Questions Specific to the HRFCM Pilot and Chicago Family Connects

Chicago Family Connects

  1. What data can you share about family connects?
  2. Can you share and overview of the demographics and risk factors of the Family Connects population?
  3. Is the Family Connect Program going to have any prenatal component in this new model? If not, how will the program be building trust with patients to get them to agree to home visits at time of delivery?
  4. What will the referral reporting and outcomes look like for the Family Connect component? What will be the closed loop process for collaborating agencies?  
    • Is there data showing they reach the patients intended? Our experience is that the approach at time of delivery does not allow for the trust needed to agree to home visits.
    • Answer: Questions specific to the Chicago Family Connects program should be directed to Chicago Department of Public Health. General Information regarding Chicago Family Connects can be found here: https://www.chicago.gov/city/en/sites/onechifam/home/family-wellness/family-connects.html
  5. Can Family Connects curriculum/handouts be shared to model after?

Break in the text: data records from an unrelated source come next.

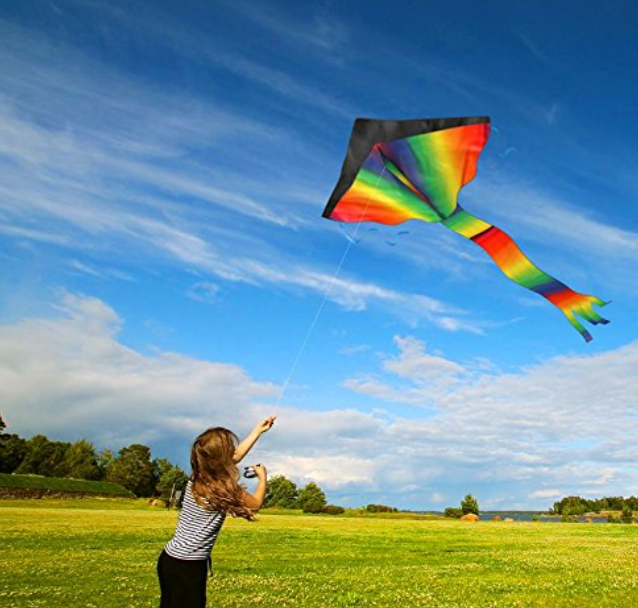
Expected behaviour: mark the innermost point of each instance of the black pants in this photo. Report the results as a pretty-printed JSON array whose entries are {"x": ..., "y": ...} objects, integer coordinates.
[{"x": 182, "y": 582}]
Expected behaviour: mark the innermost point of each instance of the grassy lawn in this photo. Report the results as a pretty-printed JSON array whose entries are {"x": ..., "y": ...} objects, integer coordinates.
[{"x": 102, "y": 553}]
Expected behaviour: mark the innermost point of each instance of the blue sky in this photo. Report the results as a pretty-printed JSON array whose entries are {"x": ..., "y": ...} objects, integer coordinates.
[{"x": 165, "y": 264}]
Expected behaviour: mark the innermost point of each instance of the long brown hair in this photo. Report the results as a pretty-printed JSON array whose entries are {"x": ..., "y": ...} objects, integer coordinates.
[{"x": 214, "y": 473}]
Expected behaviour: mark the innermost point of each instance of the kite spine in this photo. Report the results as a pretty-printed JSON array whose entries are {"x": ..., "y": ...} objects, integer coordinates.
[{"x": 517, "y": 267}]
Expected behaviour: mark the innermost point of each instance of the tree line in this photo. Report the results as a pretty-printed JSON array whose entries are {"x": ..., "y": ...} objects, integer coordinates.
[
  {"x": 576, "y": 505},
  {"x": 132, "y": 466}
]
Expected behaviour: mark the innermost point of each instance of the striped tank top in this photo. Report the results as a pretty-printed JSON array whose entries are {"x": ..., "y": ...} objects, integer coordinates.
[{"x": 196, "y": 531}]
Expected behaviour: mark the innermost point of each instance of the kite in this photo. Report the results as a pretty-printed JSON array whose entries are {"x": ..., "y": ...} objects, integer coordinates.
[{"x": 398, "y": 170}]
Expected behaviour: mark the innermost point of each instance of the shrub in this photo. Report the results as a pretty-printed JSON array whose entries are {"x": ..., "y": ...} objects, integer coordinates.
[{"x": 469, "y": 505}]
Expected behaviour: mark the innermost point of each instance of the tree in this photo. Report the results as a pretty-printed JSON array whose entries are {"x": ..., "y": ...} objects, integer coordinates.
[
  {"x": 312, "y": 499},
  {"x": 168, "y": 476},
  {"x": 133, "y": 469},
  {"x": 469, "y": 505},
  {"x": 281, "y": 493},
  {"x": 104, "y": 459},
  {"x": 13, "y": 449},
  {"x": 44, "y": 457},
  {"x": 80, "y": 461}
]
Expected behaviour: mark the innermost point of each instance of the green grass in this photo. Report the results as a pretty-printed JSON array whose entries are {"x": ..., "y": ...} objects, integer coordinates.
[
  {"x": 103, "y": 554},
  {"x": 59, "y": 484}
]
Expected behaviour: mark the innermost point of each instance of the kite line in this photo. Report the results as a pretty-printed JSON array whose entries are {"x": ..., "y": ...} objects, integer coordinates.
[{"x": 324, "y": 300}]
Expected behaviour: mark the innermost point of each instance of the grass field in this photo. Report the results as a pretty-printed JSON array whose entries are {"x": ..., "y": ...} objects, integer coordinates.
[{"x": 102, "y": 553}]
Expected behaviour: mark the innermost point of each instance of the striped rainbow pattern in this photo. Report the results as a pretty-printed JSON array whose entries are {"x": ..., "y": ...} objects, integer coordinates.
[{"x": 419, "y": 177}]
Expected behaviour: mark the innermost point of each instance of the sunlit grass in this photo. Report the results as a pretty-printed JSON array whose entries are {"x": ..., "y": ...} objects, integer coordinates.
[{"x": 103, "y": 554}]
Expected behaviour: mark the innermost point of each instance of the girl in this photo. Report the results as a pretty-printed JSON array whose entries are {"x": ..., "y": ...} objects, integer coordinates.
[{"x": 211, "y": 493}]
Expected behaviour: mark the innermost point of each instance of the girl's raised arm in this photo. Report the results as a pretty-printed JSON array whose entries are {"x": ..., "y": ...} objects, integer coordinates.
[{"x": 244, "y": 447}]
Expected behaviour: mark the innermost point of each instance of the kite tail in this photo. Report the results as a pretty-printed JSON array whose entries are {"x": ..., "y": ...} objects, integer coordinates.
[{"x": 517, "y": 267}]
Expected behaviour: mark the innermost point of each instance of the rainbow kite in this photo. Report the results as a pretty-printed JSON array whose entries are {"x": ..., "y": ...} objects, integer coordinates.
[{"x": 398, "y": 170}]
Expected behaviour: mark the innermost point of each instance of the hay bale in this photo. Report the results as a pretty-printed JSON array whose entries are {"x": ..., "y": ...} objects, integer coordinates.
[{"x": 470, "y": 517}]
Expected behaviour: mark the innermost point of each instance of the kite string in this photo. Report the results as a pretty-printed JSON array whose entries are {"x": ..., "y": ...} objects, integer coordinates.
[{"x": 325, "y": 298}]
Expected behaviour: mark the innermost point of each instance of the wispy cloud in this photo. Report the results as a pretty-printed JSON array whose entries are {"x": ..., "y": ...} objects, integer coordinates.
[
  {"x": 69, "y": 375},
  {"x": 541, "y": 425}
]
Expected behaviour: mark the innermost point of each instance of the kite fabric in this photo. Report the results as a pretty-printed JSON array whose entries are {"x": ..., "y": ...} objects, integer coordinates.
[{"x": 398, "y": 170}]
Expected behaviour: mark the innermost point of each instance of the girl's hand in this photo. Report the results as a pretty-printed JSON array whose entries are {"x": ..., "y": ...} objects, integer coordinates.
[
  {"x": 260, "y": 469},
  {"x": 266, "y": 424}
]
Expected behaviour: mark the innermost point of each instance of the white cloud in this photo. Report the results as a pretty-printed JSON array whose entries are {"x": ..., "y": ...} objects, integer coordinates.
[{"x": 70, "y": 375}]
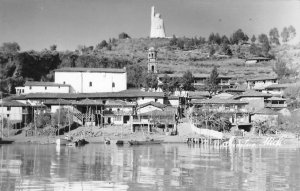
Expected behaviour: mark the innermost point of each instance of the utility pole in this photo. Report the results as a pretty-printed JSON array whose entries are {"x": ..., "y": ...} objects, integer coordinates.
[{"x": 2, "y": 116}]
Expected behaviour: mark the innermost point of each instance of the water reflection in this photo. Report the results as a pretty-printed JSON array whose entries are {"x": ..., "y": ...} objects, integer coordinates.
[{"x": 159, "y": 167}]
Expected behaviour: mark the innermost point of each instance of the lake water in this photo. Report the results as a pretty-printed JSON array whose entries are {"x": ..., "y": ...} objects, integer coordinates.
[{"x": 159, "y": 167}]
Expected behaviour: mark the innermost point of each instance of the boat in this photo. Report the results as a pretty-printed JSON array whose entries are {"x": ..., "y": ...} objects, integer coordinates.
[
  {"x": 3, "y": 141},
  {"x": 61, "y": 141},
  {"x": 145, "y": 142}
]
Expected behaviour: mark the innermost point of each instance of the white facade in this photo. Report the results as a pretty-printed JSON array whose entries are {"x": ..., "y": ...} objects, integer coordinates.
[
  {"x": 11, "y": 113},
  {"x": 157, "y": 25},
  {"x": 92, "y": 80}
]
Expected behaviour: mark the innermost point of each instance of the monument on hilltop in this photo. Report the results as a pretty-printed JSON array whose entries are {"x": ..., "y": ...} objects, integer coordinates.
[{"x": 157, "y": 25}]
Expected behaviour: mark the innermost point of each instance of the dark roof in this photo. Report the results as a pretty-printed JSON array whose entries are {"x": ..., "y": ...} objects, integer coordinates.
[
  {"x": 119, "y": 103},
  {"x": 276, "y": 99},
  {"x": 104, "y": 70},
  {"x": 262, "y": 78},
  {"x": 198, "y": 94},
  {"x": 258, "y": 58},
  {"x": 252, "y": 93},
  {"x": 57, "y": 102},
  {"x": 266, "y": 111},
  {"x": 155, "y": 104},
  {"x": 88, "y": 102},
  {"x": 12, "y": 103},
  {"x": 35, "y": 83},
  {"x": 218, "y": 101},
  {"x": 122, "y": 94},
  {"x": 278, "y": 86}
]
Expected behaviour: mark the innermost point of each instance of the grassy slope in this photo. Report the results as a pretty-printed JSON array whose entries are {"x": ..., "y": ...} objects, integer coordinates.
[{"x": 179, "y": 61}]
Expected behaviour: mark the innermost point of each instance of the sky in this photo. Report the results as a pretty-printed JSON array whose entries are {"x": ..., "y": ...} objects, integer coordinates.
[{"x": 37, "y": 24}]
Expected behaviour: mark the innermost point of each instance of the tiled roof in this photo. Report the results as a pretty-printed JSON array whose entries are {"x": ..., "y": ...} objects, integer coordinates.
[
  {"x": 119, "y": 103},
  {"x": 34, "y": 83},
  {"x": 266, "y": 111},
  {"x": 279, "y": 86},
  {"x": 122, "y": 94},
  {"x": 276, "y": 99},
  {"x": 11, "y": 103},
  {"x": 252, "y": 93},
  {"x": 219, "y": 101},
  {"x": 104, "y": 70},
  {"x": 258, "y": 58},
  {"x": 57, "y": 102},
  {"x": 155, "y": 104},
  {"x": 88, "y": 102},
  {"x": 262, "y": 78}
]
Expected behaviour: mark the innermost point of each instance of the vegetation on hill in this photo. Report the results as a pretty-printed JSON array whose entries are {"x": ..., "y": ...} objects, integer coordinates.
[{"x": 175, "y": 55}]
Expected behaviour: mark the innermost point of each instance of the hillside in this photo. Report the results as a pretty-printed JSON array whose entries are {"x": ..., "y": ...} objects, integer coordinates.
[{"x": 17, "y": 67}]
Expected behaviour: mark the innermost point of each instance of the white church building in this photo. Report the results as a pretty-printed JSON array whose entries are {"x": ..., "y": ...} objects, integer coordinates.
[{"x": 80, "y": 80}]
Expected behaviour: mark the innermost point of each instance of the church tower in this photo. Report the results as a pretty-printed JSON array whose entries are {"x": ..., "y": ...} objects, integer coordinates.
[{"x": 152, "y": 60}]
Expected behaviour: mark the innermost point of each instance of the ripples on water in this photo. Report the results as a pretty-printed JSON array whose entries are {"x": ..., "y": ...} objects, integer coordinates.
[{"x": 159, "y": 167}]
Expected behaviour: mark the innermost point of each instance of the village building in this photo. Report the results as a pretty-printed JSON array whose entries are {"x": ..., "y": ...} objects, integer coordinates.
[
  {"x": 255, "y": 99},
  {"x": 269, "y": 116},
  {"x": 118, "y": 112},
  {"x": 254, "y": 60},
  {"x": 92, "y": 80},
  {"x": 261, "y": 83},
  {"x": 45, "y": 87},
  {"x": 276, "y": 103},
  {"x": 235, "y": 110},
  {"x": 277, "y": 89},
  {"x": 15, "y": 113}
]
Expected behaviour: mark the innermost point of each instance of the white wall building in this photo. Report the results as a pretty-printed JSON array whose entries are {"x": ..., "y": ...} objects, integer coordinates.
[
  {"x": 42, "y": 87},
  {"x": 92, "y": 80}
]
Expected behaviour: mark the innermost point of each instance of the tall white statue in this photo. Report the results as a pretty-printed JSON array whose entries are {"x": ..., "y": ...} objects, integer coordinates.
[{"x": 157, "y": 25}]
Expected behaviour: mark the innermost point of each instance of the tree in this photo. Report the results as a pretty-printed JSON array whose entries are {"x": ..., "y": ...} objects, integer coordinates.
[
  {"x": 187, "y": 81},
  {"x": 281, "y": 69},
  {"x": 123, "y": 35},
  {"x": 253, "y": 39},
  {"x": 101, "y": 45},
  {"x": 226, "y": 49},
  {"x": 53, "y": 47},
  {"x": 10, "y": 47},
  {"x": 274, "y": 36},
  {"x": 263, "y": 39},
  {"x": 212, "y": 82},
  {"x": 151, "y": 81},
  {"x": 238, "y": 36},
  {"x": 288, "y": 33}
]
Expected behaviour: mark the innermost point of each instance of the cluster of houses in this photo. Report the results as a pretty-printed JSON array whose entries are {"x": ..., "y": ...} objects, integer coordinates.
[{"x": 99, "y": 96}]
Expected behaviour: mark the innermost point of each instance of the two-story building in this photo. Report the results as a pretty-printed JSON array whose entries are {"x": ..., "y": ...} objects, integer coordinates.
[
  {"x": 88, "y": 80},
  {"x": 261, "y": 83}
]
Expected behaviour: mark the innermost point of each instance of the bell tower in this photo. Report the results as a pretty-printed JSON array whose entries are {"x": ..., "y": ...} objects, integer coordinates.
[{"x": 152, "y": 60}]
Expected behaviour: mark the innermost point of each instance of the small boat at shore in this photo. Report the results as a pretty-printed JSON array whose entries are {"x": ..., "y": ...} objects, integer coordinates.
[
  {"x": 3, "y": 141},
  {"x": 145, "y": 142},
  {"x": 61, "y": 141}
]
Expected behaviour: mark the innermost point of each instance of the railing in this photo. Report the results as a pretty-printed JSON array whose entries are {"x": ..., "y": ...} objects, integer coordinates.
[{"x": 276, "y": 105}]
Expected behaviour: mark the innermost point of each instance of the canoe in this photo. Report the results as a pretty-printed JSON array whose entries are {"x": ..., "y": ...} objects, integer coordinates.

High Risk Family Case Management

  1. How will we learn about the outcome of the pilot - prior presentation had noted they would be shared?
    • Answer: The Department is looking into sharing some learnings from the HRFCM pilot in the coming months. Services began in December 2024.
  2. What have been the successes of the HRFCM pilot sites thus far? What type of reporting can we expect? Our understanding was that there was a commitment to transparency around the performance of the pilot and how it informs future programming.
    • Answer: The Department is looking into sharing some learnings from the HRFCM pilot in the coming months. Services began in December 2024.
  3. What MIS is being used in the HRFCM Pilot?
    • Answer: Each pilot is filling in an Excel provided by Program to capture the basic information. More detailed info may be entered into the agencies' local EMRs or MIS.
  4. What is the Chicago community areas (5-6) HRFCM current case load? And what is the impact so far?
    • Answer: The assigned caseload for the HRFCM pilot in Chicago is: 450 dyads. The Program officially launched with grant execution on December 1, 2024. Participant impact information is not yet available.